1. Introduction
In recent years, to achieve decarbonization goals, there has been a significant increase in photovoltaic (PV) installations, representing a key renewable energy source for the energy transition [
1,
2]. For optimized energy planning, territorial characterization is crucial, including knowing the locations of currently installed PV ground-mounted systems. Despite the growing interest in this technology, both in Italy and globally, there is a lack of available data regarding the distribution of PV installations across the territory. When such data are accessible, they are frequently outdated, rendering them less effective in a rapidly changing environment [
3]. While operators are aware of the locations and capacities of these installations, there is often an absence of publicly accessible data that would facilitate analysis of the spatial distribution of existing installations and their development over time.

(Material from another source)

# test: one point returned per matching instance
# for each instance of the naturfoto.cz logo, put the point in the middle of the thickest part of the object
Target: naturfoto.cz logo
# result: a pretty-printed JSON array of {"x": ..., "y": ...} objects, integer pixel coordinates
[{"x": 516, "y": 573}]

The most recent attempts to map renewable energy systems (RES) on a national or continental scale are based on data derived from crowdsourcing initiatives (e.g., OpenStreetMap), existing harmonized databases, or measurement campaigns [
4,
5,
6]. While these initiatives are extremely useful, especially for humanitarian purposes, they rely on communities of volunteers who contribute to the maintenance and updating of the mapped information [
7]. As a result, the coverage, accuracy, and currency of the mapped data are not uniform, depending heavily on the efforts of each community, and need to be verified and validated by expert users [
8].
Remote sensing (RS) is a non-invasive surveying technique for studying and monitoring of the Earth’s surface through long-distance observation and has been effectively used in the past to address various needs related to the development of PV systems [
9]. In the literature, several examples can be found where RS data were applied to estimate the PV potential of a territory [
10,
11,
12], to detect and monitor failures in PV systems [
13,
14], as well as to map ground-mounted or rooftop PV installations [
15,
16,
17]. Thanks to the spatial coverage of the data, the update frequency, the availability of multiple types of free acquisitions, and the wide range of data processing techniques and algorithms, satellite or aerial RS can be successfully applied for the identification of PV installations for energy planning purposes. This constitutes an alternative to the aforementioned methods based on data collection from existing databases, field surveys, or crowdsourcing campaigns [
18].
From the earliest studies on the subject [
19,
20], two main methods for PV systems mapping were identified: (1) physically based approaches, using hyperspectral images; and (2) the application of machine learning (ML) algorithms to multispectral images. Physically based approaches exploit the reflectance characteristics of PV panels across different bands of the electromagnetic spectrum to extract installations from the surrounding background. The layered composition of PV modules generates a spectral signature characterized by low reflectance values in the visible wavelengths (i.e., between 400 nm and 700 nm), a rapid increase in reflectance between 900 nm and 1150 nm, and two strong absorption dips around 1730 nm and 2200 nm [
20]. However, these details can only be detected through hyperspectral remote sensing, including the DESIS sensor (DLR Earth Sensing Imaging Spectrometer), mounted on the International Space Station (ISS) [
21], and the AVIRIS-NG (Airborne Visible InfraRed Imaging Spectrometer–Next Generation) sensor and satellite images from the PRISMA mission (PRecursore IperSpettrale della Missione Applicativa) [
18].
Although these studies [
18,
20,
21] demonstrate the effectiveness of the physically based approaches for PV installations recognition, this method requires prior knowledge of the spectral characteristics of the materials composing solar modules and the surrounding environment. The variety of existing PV system types and the interest in research on increasingly efficient new materials require constant updates of the typical spectral signatures of solar panels to ensure their correct identification. Additionally, with this method, mapping errors can arise due to confusion between PV systems and surfaces with similar spectral properties, such as agricultural films, polyethylene covers, and synthetic grass used in sports fields [
18,
22]. The spread of this approach is also limited by the availability and accessibility of data from hyperspectral missions.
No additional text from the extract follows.